Louis Garrett’s eyewitness account stated: “What a sight! Most of the lifeboats were gone. The crew was permitting women and children only to board the lifeboats—there were not enough for everyone. We saw women crying, not wanting to leave their husbands; husbands begging their wives and children to hurry and get into the lifeboats. Amid this complete pandemonium and mass hysteria stood my sister and I, two immigrant children, unable to speak English, frightened beyond belief, crying and looking for help. The last lifeboat was being loaded. A middle-aged gentleman was with his very young, pregnant wife. He helped her into the lifeboat, then looked back to the deck and saw others wanting to get aboard. He kissed his wife good-bye, and, returning to the deck, grabbed the first person in his path. Fortunately, I was there in the right place at the right time and he put me into the lifeboat. I screamed for my sister who had frozen from fright. With the help of others, she also was pushed into the lifeboat. Who was the gallant man who performed this kind act?
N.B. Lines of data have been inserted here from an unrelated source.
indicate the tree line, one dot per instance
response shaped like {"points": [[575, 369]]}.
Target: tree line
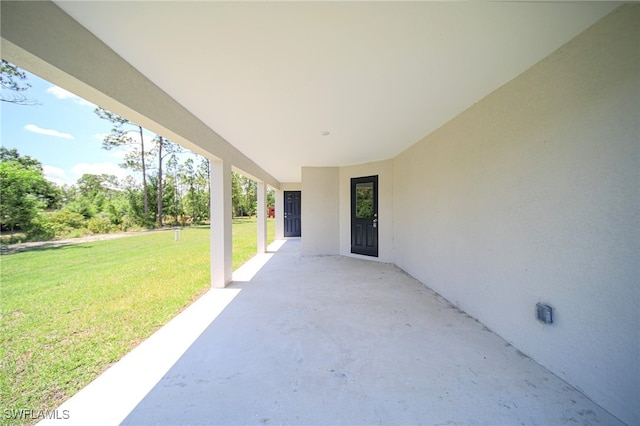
{"points": [[33, 208], [173, 191]]}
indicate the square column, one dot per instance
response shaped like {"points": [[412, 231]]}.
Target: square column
{"points": [[279, 209], [262, 217], [221, 220]]}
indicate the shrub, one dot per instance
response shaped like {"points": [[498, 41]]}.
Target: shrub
{"points": [[43, 228], [68, 219], [99, 225]]}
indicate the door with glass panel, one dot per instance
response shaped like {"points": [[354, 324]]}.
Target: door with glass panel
{"points": [[364, 215]]}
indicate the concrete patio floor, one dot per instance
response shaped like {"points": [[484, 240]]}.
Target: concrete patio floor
{"points": [[328, 340]]}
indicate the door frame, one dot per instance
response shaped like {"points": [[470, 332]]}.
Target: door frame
{"points": [[364, 230], [297, 232]]}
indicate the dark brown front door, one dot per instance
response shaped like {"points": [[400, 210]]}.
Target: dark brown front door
{"points": [[292, 216], [364, 215]]}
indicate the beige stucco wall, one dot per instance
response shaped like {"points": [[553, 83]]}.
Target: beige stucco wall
{"points": [[320, 210], [533, 195], [384, 170]]}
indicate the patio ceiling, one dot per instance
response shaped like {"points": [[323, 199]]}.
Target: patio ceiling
{"points": [[273, 78]]}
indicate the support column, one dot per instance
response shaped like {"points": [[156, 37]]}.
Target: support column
{"points": [[262, 217], [221, 220], [279, 214]]}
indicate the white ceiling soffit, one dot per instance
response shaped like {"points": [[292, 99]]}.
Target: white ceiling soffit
{"points": [[273, 78]]}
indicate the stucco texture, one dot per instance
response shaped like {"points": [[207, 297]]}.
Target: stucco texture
{"points": [[532, 195]]}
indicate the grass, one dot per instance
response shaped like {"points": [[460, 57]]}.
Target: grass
{"points": [[67, 313]]}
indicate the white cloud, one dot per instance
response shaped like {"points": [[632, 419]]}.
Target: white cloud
{"points": [[60, 93], [56, 175], [50, 132], [97, 169]]}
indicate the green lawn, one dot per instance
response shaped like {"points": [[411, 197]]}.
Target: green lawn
{"points": [[67, 313]]}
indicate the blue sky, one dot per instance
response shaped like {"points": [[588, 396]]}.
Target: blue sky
{"points": [[62, 132]]}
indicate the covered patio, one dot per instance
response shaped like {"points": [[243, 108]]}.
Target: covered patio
{"points": [[504, 144], [328, 340]]}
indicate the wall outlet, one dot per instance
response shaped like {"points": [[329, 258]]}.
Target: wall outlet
{"points": [[544, 313]]}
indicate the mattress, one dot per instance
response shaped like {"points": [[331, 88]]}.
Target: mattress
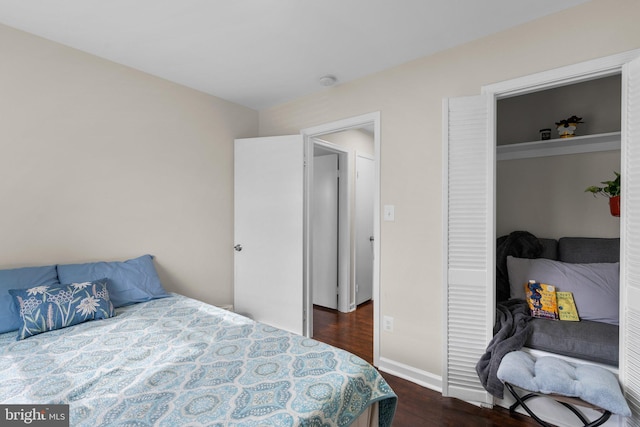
{"points": [[177, 361]]}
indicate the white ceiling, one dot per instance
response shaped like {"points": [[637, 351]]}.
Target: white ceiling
{"points": [[259, 53]]}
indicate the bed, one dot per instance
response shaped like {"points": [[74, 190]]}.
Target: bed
{"points": [[176, 361]]}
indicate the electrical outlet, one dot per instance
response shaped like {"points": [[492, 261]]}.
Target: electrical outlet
{"points": [[387, 323], [389, 213]]}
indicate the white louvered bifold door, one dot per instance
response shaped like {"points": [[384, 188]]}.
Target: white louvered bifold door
{"points": [[630, 233], [469, 239]]}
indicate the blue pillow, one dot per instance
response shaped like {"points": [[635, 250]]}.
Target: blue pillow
{"points": [[21, 278], [132, 281], [47, 308]]}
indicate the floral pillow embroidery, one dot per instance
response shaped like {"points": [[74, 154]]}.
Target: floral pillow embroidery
{"points": [[46, 308]]}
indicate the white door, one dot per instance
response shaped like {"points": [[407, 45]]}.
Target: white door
{"points": [[365, 175], [469, 266], [630, 235], [268, 230], [324, 229]]}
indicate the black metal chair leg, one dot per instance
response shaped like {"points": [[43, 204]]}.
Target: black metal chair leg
{"points": [[520, 401]]}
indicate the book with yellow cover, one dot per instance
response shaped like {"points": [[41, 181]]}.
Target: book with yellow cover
{"points": [[542, 300], [567, 307]]}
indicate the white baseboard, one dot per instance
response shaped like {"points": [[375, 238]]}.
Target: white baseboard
{"points": [[409, 373]]}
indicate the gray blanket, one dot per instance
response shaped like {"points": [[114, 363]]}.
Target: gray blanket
{"points": [[510, 332]]}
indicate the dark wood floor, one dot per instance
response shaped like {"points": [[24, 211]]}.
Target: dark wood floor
{"points": [[417, 406]]}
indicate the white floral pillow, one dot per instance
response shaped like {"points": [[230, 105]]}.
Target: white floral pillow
{"points": [[46, 308]]}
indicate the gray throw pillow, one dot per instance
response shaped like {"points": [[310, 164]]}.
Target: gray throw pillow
{"points": [[595, 287]]}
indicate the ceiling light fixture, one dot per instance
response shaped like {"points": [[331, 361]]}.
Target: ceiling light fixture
{"points": [[328, 80]]}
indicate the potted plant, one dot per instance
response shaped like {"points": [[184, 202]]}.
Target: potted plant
{"points": [[611, 189]]}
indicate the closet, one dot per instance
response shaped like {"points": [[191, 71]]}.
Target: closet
{"points": [[471, 217], [540, 183]]}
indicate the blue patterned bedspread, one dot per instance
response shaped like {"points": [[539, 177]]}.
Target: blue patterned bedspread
{"points": [[177, 362]]}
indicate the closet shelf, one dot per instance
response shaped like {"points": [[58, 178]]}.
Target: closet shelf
{"points": [[558, 146]]}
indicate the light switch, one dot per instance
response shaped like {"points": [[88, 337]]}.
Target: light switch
{"points": [[389, 213]]}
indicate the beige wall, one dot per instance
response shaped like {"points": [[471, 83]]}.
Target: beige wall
{"points": [[102, 162], [409, 98]]}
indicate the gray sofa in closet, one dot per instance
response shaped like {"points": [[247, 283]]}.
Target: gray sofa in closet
{"points": [[589, 340]]}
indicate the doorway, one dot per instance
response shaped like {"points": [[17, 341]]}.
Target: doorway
{"points": [[347, 138]]}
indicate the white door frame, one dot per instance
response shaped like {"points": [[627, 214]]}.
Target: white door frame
{"points": [[316, 132], [354, 276], [344, 227]]}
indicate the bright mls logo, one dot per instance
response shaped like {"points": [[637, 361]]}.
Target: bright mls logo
{"points": [[34, 415]]}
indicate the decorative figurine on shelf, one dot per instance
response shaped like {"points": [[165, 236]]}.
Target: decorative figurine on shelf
{"points": [[567, 127], [545, 134]]}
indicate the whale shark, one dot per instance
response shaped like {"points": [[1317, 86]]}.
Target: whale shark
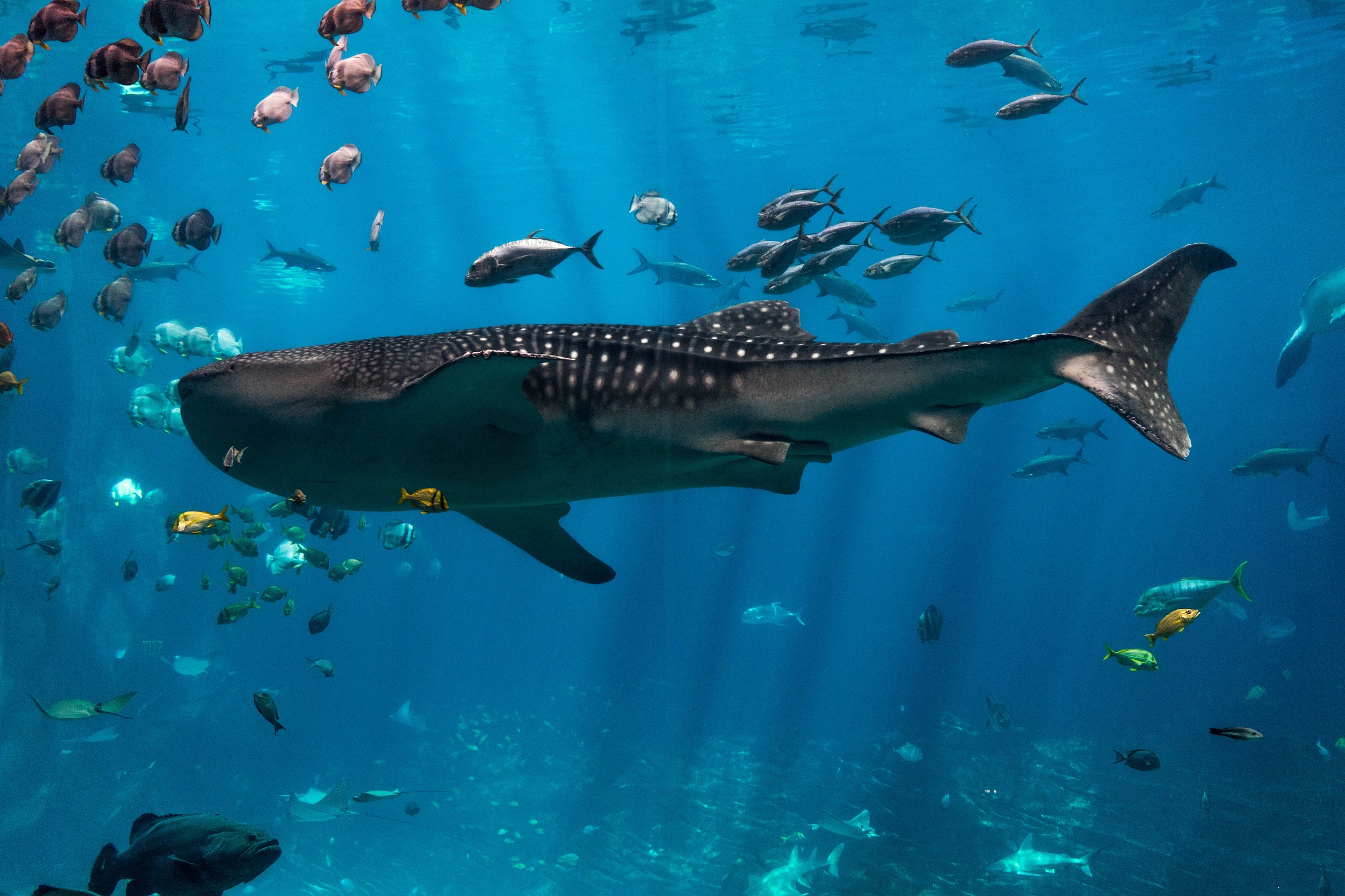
{"points": [[514, 423]]}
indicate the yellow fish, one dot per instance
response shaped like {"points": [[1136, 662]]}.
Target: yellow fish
{"points": [[195, 522], [431, 501]]}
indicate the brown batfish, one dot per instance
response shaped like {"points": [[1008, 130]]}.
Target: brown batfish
{"points": [[197, 231], [275, 108], [357, 74], [119, 62], [128, 247], [339, 166], [122, 167], [15, 55], [165, 73], [346, 17], [60, 109], [174, 19], [60, 20]]}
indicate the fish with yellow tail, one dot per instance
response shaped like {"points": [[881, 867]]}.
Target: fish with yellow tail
{"points": [[1172, 624], [195, 522], [428, 501]]}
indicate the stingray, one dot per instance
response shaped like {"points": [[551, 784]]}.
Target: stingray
{"points": [[514, 423]]}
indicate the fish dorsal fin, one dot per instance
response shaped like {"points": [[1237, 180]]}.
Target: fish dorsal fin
{"points": [[767, 319], [482, 388], [335, 801], [924, 341], [144, 824]]}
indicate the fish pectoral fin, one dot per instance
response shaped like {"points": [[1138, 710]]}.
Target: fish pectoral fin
{"points": [[482, 388], [537, 532], [945, 422]]}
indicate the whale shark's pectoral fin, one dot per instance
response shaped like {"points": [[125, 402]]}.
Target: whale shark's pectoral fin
{"points": [[947, 423], [482, 388], [775, 451], [537, 530]]}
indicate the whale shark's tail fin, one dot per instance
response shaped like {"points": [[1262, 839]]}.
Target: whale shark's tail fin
{"points": [[1134, 326], [1293, 355]]}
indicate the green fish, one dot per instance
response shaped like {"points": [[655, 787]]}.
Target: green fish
{"points": [[315, 557], [233, 613], [1133, 659]]}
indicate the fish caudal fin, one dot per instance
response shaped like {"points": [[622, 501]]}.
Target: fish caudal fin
{"points": [[1236, 580], [1321, 452], [588, 250], [1293, 355], [645, 264], [1133, 328], [103, 879]]}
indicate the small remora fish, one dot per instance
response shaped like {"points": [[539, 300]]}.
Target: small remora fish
{"points": [[186, 856], [267, 707], [1071, 430], [376, 232], [522, 258], [770, 615], [1031, 72], [1000, 719], [1185, 195], [1039, 104], [653, 209], [1273, 462], [1138, 759], [299, 259], [980, 53], [1236, 734], [1050, 463], [1133, 658]]}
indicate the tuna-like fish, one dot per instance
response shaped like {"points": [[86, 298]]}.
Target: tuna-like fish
{"points": [[1273, 462], [514, 423], [1050, 463], [1039, 104], [185, 856], [122, 166], [653, 209], [897, 266], [275, 108], [1033, 864], [1031, 72], [339, 166], [1321, 310], [522, 258], [676, 271], [1185, 195], [1188, 594]]}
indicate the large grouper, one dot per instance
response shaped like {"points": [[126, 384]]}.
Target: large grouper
{"points": [[513, 423]]}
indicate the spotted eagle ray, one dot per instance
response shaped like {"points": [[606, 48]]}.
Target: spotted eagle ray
{"points": [[514, 423]]}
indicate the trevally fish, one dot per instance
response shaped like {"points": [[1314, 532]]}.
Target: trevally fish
{"points": [[1029, 862], [506, 404], [1185, 195], [1188, 592], [770, 615]]}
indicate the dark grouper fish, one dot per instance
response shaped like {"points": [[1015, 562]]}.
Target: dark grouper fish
{"points": [[185, 856], [513, 423]]}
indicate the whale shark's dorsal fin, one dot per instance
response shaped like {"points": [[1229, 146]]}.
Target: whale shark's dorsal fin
{"points": [[754, 319], [486, 388], [537, 530]]}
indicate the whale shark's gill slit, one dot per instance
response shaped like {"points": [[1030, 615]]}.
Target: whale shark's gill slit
{"points": [[1134, 326]]}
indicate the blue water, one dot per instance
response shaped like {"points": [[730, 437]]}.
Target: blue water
{"points": [[645, 708]]}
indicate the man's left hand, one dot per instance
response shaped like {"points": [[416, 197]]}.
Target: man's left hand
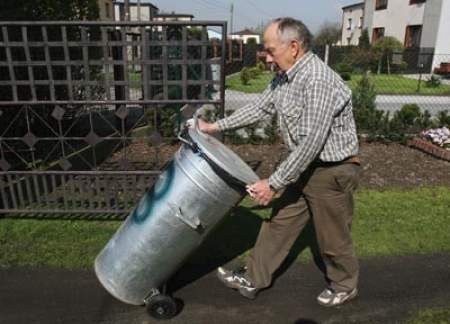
{"points": [[261, 192]]}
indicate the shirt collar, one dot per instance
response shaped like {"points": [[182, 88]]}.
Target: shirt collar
{"points": [[299, 65]]}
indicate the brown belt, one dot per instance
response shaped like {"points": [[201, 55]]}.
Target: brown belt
{"points": [[352, 159]]}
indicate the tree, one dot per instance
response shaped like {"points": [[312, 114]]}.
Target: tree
{"points": [[328, 34], [364, 41], [385, 46], [49, 10]]}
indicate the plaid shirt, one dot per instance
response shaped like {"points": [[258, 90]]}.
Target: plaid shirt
{"points": [[315, 117]]}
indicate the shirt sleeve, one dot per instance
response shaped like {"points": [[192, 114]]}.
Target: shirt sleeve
{"points": [[314, 127], [250, 113]]}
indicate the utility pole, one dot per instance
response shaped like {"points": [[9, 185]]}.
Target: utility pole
{"points": [[231, 18], [127, 10], [139, 10]]}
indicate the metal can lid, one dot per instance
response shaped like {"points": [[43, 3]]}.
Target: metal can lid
{"points": [[223, 156]]}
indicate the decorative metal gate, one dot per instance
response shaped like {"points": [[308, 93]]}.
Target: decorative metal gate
{"points": [[80, 102]]}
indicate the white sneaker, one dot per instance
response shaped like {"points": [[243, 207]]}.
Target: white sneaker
{"points": [[330, 298]]}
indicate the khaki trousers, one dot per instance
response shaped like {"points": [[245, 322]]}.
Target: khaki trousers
{"points": [[324, 193]]}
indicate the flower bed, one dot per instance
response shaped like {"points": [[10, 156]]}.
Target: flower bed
{"points": [[432, 143]]}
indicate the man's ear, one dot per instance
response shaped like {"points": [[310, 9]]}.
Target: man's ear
{"points": [[295, 48]]}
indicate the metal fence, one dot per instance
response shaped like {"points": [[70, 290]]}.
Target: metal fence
{"points": [[76, 97], [414, 76]]}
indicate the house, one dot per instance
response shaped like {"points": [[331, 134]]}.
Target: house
{"points": [[105, 10], [421, 25], [352, 22], [173, 17], [245, 35], [142, 11]]}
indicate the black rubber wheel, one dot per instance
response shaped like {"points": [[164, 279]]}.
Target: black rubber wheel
{"points": [[161, 307]]}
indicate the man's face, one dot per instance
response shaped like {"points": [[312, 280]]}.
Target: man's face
{"points": [[280, 55]]}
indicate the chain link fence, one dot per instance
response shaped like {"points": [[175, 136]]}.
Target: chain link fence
{"points": [[411, 77]]}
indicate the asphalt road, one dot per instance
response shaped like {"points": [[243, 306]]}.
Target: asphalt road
{"points": [[391, 289]]}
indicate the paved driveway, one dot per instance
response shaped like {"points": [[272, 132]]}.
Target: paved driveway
{"points": [[390, 289]]}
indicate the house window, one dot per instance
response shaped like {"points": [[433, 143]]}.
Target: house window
{"points": [[380, 4], [377, 33], [350, 23], [413, 35]]}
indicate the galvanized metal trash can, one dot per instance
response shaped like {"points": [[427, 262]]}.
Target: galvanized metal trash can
{"points": [[192, 195]]}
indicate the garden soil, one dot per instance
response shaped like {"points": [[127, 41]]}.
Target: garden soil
{"points": [[391, 289]]}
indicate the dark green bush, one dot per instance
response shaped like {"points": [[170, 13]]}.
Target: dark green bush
{"points": [[343, 67], [443, 119], [261, 66], [433, 82], [346, 76], [254, 72], [245, 75]]}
We were told he was John Jacob Astor IV. At that time he was 45 years old and his wife, Madeleine, was 19. They were traveling to the United States because they wanted their child to be born there. Many newspaper stories were written that told how John Jacob Astor gave up his life for a young immigrant. The Astor family records indicate that, according to Mrs. Astor, Mr. Astor had words with a crewman who tried to prevent him from helping his wife into the lifeboat. He did so anyway. And, as I said, he kissed her and, returning to the deck, began helping others into the lifeboat.”
There’s a modern tendency to see such issues in terms of moral worth or rights. Is a woman or child’s life worth more than a man’s? Does a woman have more of a right to life than a man? This is not, however, I think the way that society at the time saw such issues. The turn-of-the-century chivalric ideal was instead based on extrapolating the feelings of the family out to society as a whole. Just as any man would naturally wish to save the life of his wife and children, even at the expense of his own, it was seen as the duty of society as a whole to protect the lives of women and children in such a situation, acting as their husbands and fathers would themselves have wanted to do.
In 1931, a memorial was erected to in Washington DC dedicated to the men who died on the Titanic. The statue is, to be honest, a fairly ugly example of ’30s sculpture, but the sentiments are admirable.